Your customer knows about your brand. Examples: seen an advertisement, read an article, listened to a podcast, referred by a friend, visited your site.

Measure: ad impressions, social impressions, podcast subscriptions, site visits.


Your customers perform a transaction. Examples: signing up for a newsletter, inputting their email to download a white paper, having a live chat, contacting you for more details.

This shows more investment from your customer and often affords the ability to contact them via email (assuming valid consent has been recorded).

Measure: email signups, live chat sessions, information requests.


Your customer tries your product. Examples: a free trial of a SaaS, a small/loss-leader purchase, a free consultation.

To succeed, offer a great experience that enables your users to realise your value proposition immediately. If you fail, they’re unlikely to return.

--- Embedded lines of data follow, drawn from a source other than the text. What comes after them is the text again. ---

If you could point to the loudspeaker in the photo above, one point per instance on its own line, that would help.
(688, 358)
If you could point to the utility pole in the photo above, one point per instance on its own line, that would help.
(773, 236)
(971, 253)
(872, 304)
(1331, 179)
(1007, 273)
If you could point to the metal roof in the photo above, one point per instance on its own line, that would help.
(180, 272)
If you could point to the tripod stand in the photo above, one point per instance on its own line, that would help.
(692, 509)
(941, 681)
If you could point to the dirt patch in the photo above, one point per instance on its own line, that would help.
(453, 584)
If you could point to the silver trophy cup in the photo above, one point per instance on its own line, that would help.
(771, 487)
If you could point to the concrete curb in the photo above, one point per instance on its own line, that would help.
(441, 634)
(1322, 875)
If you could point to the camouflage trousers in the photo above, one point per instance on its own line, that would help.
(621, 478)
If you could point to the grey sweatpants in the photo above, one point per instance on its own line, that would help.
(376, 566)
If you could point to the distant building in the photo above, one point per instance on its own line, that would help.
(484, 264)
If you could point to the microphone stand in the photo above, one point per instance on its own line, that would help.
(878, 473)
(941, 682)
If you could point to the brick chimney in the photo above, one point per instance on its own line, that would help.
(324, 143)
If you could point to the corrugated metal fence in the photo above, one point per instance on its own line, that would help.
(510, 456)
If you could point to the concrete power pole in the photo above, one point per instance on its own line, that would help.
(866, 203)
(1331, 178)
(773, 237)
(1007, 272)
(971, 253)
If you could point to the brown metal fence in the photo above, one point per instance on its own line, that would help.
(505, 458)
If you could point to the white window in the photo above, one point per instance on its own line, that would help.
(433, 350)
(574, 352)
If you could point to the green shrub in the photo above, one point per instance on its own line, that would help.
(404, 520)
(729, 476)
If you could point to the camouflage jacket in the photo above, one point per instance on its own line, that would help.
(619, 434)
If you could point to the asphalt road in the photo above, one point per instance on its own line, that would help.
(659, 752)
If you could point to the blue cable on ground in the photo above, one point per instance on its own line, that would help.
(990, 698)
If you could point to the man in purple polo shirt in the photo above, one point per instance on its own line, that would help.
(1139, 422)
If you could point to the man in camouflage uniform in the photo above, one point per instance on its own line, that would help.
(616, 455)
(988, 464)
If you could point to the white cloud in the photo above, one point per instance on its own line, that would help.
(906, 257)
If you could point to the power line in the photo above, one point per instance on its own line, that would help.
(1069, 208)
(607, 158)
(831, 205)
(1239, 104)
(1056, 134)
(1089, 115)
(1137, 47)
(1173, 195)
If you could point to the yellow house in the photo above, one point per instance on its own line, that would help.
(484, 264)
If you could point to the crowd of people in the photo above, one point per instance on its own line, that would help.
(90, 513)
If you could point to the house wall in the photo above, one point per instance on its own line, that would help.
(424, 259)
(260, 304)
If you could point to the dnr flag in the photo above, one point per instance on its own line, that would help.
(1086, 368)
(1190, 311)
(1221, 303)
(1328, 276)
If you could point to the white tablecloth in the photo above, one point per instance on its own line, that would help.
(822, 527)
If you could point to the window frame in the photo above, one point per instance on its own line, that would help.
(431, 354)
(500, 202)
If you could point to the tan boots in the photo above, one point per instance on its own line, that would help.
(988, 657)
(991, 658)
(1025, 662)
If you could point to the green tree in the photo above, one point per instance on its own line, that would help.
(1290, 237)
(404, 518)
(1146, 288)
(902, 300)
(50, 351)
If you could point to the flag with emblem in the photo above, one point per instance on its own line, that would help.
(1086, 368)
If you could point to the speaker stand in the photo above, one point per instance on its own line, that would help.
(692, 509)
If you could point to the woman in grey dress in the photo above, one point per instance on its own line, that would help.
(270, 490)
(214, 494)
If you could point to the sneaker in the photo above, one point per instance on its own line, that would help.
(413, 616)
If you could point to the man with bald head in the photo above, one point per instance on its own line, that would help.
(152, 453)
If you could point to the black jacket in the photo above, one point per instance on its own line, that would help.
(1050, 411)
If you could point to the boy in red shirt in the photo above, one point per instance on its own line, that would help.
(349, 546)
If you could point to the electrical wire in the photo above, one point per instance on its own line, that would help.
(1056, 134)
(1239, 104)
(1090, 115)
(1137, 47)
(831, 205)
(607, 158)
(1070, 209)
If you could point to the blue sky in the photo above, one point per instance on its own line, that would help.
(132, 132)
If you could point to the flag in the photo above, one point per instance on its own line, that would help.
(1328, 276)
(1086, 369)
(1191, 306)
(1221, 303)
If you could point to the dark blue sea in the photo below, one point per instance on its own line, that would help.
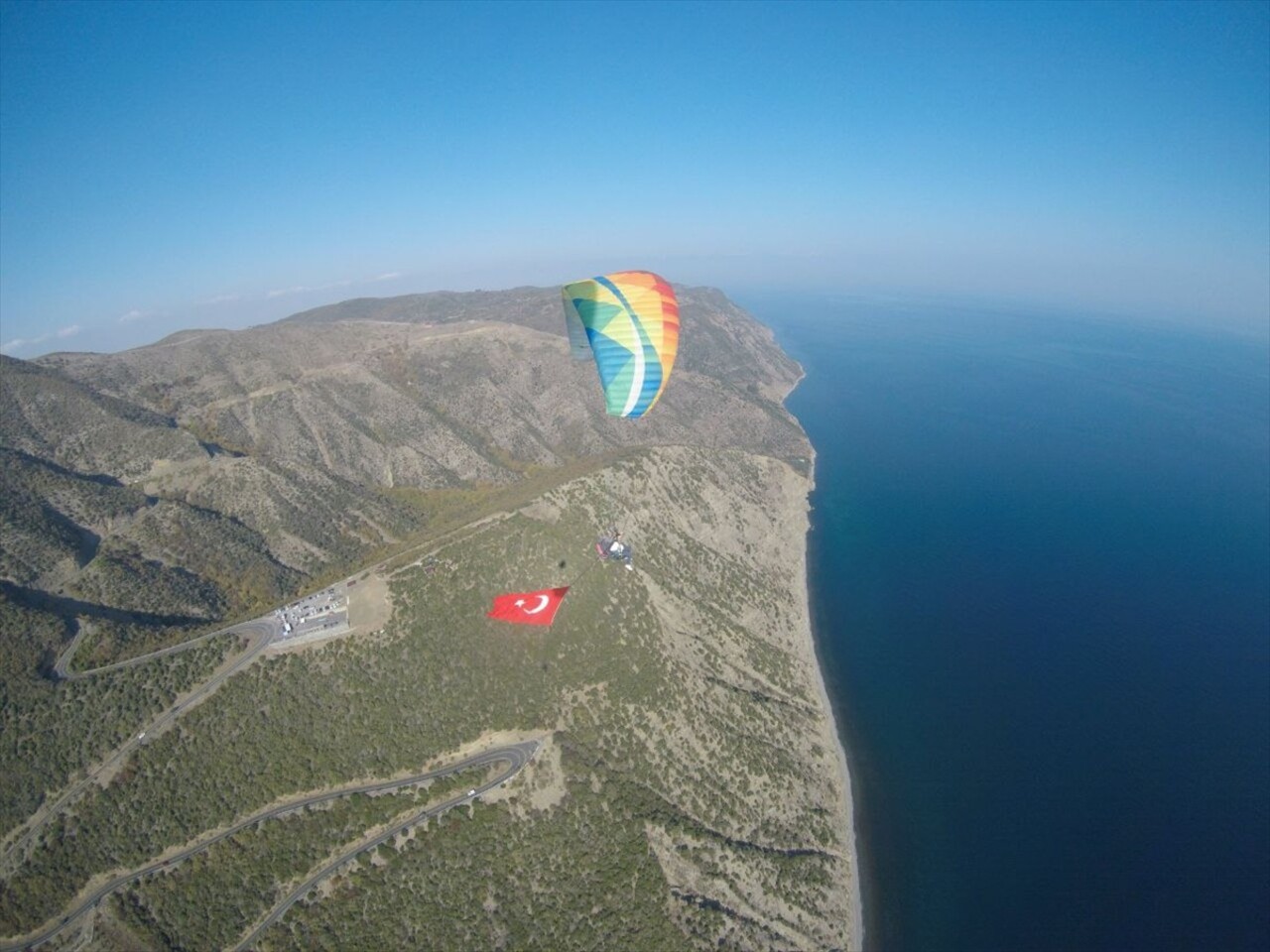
(1040, 581)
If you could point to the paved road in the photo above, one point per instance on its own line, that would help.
(262, 631)
(516, 756)
(62, 667)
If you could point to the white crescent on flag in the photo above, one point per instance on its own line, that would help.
(545, 601)
(529, 607)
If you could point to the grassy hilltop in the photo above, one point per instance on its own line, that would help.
(688, 792)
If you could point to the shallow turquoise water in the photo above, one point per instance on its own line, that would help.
(1040, 570)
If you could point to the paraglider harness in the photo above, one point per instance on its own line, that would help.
(611, 548)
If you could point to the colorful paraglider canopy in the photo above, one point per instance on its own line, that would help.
(629, 322)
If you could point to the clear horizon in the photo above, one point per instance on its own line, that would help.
(171, 166)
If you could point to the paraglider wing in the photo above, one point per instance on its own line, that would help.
(629, 321)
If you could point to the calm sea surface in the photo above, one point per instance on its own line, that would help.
(1040, 569)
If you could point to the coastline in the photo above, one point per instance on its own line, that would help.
(855, 900)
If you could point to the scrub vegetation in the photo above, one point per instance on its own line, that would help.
(688, 792)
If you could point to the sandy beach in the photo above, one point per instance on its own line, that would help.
(856, 923)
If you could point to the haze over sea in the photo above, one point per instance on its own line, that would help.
(1040, 579)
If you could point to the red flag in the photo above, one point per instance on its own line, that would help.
(527, 607)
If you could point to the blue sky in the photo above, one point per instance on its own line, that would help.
(175, 166)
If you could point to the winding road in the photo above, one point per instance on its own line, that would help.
(515, 756)
(261, 631)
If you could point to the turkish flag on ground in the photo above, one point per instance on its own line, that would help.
(527, 607)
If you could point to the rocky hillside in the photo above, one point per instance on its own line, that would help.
(216, 471)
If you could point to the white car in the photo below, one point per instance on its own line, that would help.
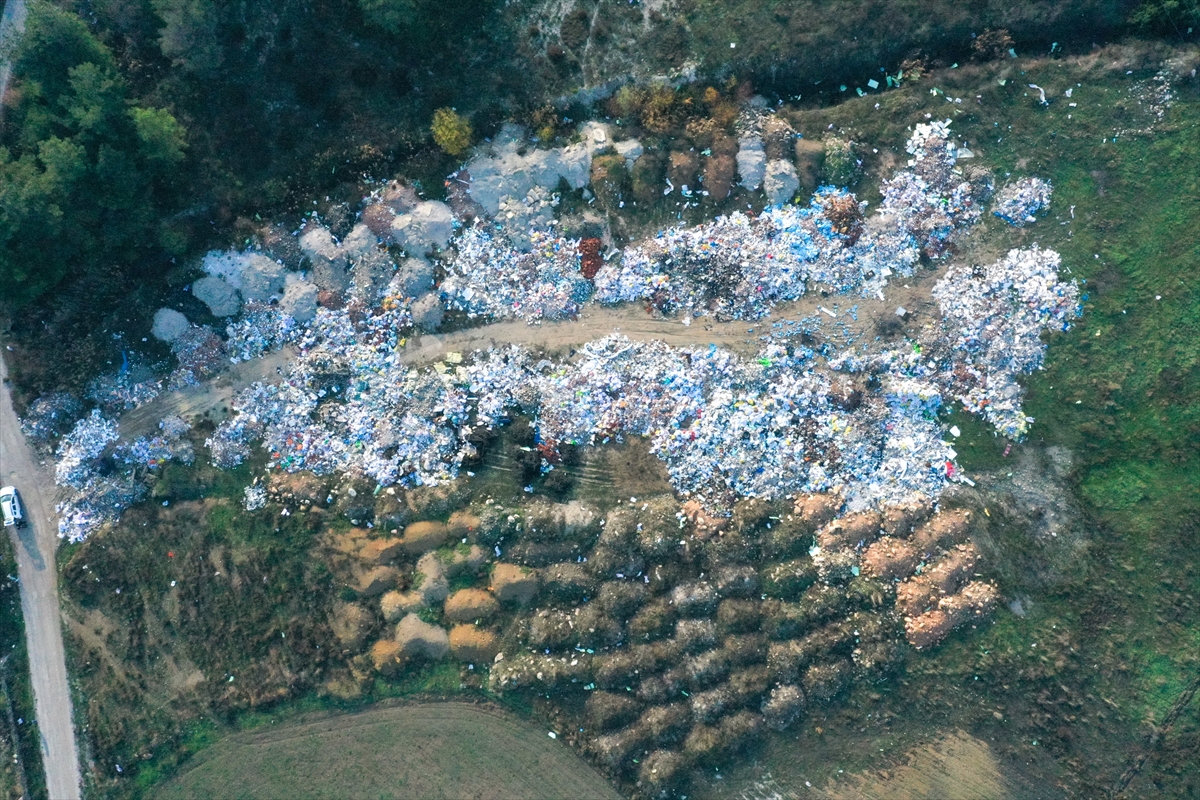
(10, 507)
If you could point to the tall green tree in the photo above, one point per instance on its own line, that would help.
(89, 174)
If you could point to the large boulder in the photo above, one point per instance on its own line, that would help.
(780, 181)
(427, 227)
(359, 241)
(168, 325)
(630, 150)
(262, 280)
(317, 242)
(751, 161)
(221, 298)
(420, 639)
(514, 584)
(469, 605)
(299, 299)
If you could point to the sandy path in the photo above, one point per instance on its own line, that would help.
(213, 398)
(35, 545)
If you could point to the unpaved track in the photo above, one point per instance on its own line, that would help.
(35, 545)
(595, 322)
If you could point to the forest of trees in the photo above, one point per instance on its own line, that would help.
(141, 130)
(138, 130)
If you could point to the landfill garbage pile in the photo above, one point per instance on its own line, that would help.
(155, 451)
(49, 416)
(261, 329)
(933, 199)
(1019, 202)
(738, 266)
(135, 384)
(487, 276)
(100, 475)
(201, 354)
(994, 317)
(255, 497)
(725, 427)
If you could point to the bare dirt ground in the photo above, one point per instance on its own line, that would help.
(957, 765)
(211, 400)
(427, 750)
(35, 545)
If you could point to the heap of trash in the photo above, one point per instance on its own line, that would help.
(1019, 202)
(489, 276)
(863, 422)
(993, 318)
(738, 266)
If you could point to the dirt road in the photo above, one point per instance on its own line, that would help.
(35, 545)
(595, 322)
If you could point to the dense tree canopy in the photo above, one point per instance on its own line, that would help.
(88, 174)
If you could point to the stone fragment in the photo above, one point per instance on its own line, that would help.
(168, 325)
(221, 298)
(420, 639)
(780, 181)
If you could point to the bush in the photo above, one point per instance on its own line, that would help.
(451, 131)
(840, 167)
(991, 44)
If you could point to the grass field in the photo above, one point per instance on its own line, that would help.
(429, 750)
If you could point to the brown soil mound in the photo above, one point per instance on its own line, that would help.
(473, 644)
(424, 536)
(351, 624)
(514, 584)
(381, 551)
(420, 639)
(589, 258)
(889, 558)
(385, 656)
(468, 605)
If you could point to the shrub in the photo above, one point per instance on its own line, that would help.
(451, 131)
(991, 44)
(840, 167)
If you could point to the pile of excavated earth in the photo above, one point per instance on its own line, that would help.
(683, 635)
(808, 542)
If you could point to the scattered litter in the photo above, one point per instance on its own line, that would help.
(1019, 202)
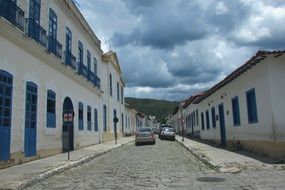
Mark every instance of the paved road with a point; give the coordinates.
(166, 165)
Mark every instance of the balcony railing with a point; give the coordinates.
(35, 31)
(69, 59)
(97, 82)
(82, 70)
(94, 79)
(90, 76)
(54, 47)
(11, 12)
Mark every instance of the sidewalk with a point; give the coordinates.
(224, 160)
(20, 176)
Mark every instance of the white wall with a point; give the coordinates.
(257, 78)
(276, 68)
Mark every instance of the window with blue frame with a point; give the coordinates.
(235, 110)
(251, 106)
(114, 116)
(31, 105)
(213, 112)
(193, 118)
(35, 10)
(80, 116)
(202, 121)
(88, 118)
(88, 61)
(68, 40)
(95, 66)
(118, 92)
(111, 85)
(52, 45)
(80, 52)
(197, 117)
(207, 120)
(105, 117)
(122, 123)
(34, 20)
(95, 120)
(6, 88)
(122, 95)
(51, 115)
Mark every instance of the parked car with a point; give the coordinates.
(160, 129)
(155, 130)
(167, 133)
(144, 135)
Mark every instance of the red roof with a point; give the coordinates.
(260, 55)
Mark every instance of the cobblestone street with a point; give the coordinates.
(166, 165)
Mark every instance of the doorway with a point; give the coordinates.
(222, 125)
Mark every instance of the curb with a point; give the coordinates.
(36, 179)
(199, 155)
(206, 160)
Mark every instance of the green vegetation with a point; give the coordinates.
(158, 108)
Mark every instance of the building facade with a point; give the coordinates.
(54, 93)
(113, 98)
(246, 109)
(130, 120)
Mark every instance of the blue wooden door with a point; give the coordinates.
(6, 85)
(31, 120)
(222, 125)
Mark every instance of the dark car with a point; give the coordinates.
(160, 129)
(144, 135)
(167, 133)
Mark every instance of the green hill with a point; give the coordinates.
(158, 108)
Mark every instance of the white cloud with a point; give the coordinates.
(172, 49)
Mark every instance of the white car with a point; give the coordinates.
(144, 135)
(167, 133)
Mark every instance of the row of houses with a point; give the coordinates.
(245, 110)
(58, 89)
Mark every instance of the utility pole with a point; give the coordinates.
(182, 123)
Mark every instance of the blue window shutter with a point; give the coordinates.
(51, 104)
(202, 120)
(80, 116)
(251, 106)
(235, 110)
(207, 119)
(213, 117)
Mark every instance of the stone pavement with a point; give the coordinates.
(228, 161)
(20, 176)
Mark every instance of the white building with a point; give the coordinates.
(113, 98)
(51, 70)
(246, 109)
(190, 113)
(130, 120)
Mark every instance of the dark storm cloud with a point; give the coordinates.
(169, 49)
(164, 25)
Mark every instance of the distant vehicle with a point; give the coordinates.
(155, 130)
(167, 133)
(161, 127)
(144, 135)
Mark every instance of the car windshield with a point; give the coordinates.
(145, 130)
(168, 129)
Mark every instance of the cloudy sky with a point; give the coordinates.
(170, 49)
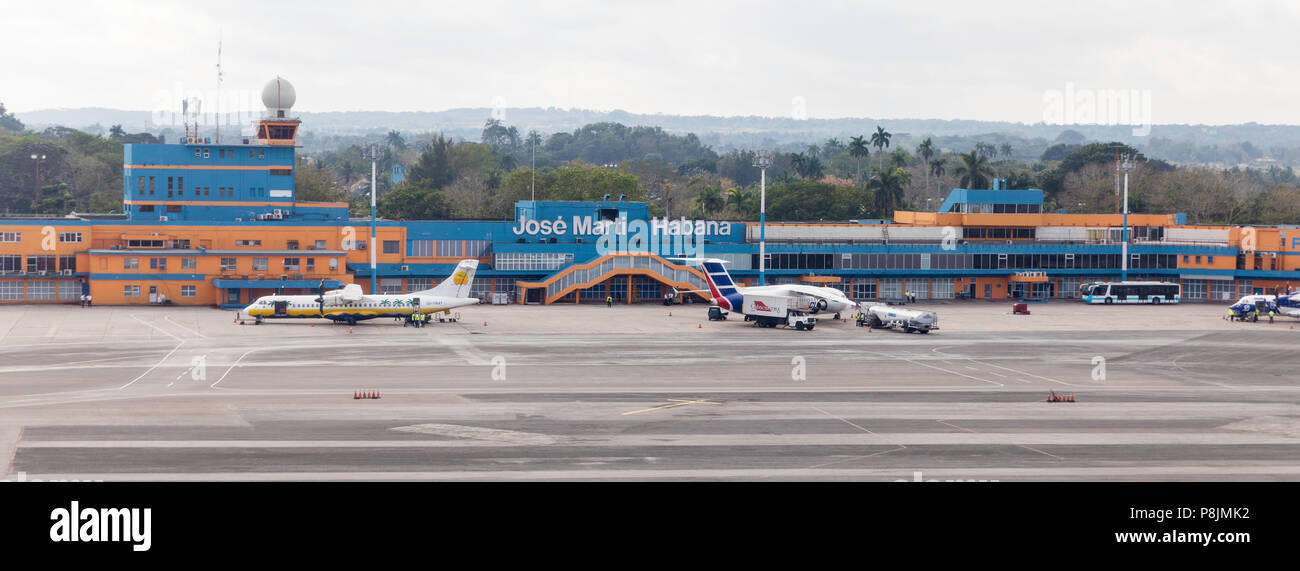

Measure: signups, loss-leader sales, consultations.


Your customer pays for your product. Examples: SaaS subscription, up-sells, contracts signed.

Measure: trial to paid conversions, first purchases.


Existing customers continue to buy from you. Examples: continued subscriptions, further purchases, retainers.

Once you’ve spent the effort (and money) building trust with your customer, it is much cheaper to get them to buy again, rather than to sell to a new customer.

Measure: customer lifetime value, churn rates.


Customers introduce their friends and networks to your brand.

Systems which encourage referrals have proven to be extremely beneficial for growth. Examples: Dropbox, Facebook.

Measure: referrals, social shares, proxy metrics (surveys).

Identifying weakness with data

Use each of these areas as a guide for your business. They offer a high-level overview of your customer journeys enabling you to identify areas of weakness.

Each segment is different

Segmenting your data will help you to understand performance across different groups of people. Example: by segmenting by origin channel, such as Facebook Ads, you’ll likely find that one channel outperforms others.

Don’t be tricked by the numbers

Poor performance within an area isn’t necessarily caused by deficiencies in that area. Example: poor metrics within the activation stage may be caused by bad targeting within the awareness stage.

Data tells our stories

Each metric represents interactions of real people with your brand. When you’re exploring weaknesses try to understand the customers that your metrics represent. Example: if your product is designed to help an expectant mother through her pregnancy there’s no point trying to optimise retention past 9 months… unless we’re talking about an elephant.

What are your barriers to growth?

These metrics give you the opportunity to explore the answers to this question — you’d be surprised how many businesses “don’t really know”.

I want to tailor my articles to you, so please let me know what barriers you find.

Build the future

Data affords you the opportunity to better serve your customers. To achieve this, you must use these metrics to: identify, prioritise and investigate weaknesses; design and test hypotheses, and measure the results. It’s a continuous process that aims to deliver continuous improvement.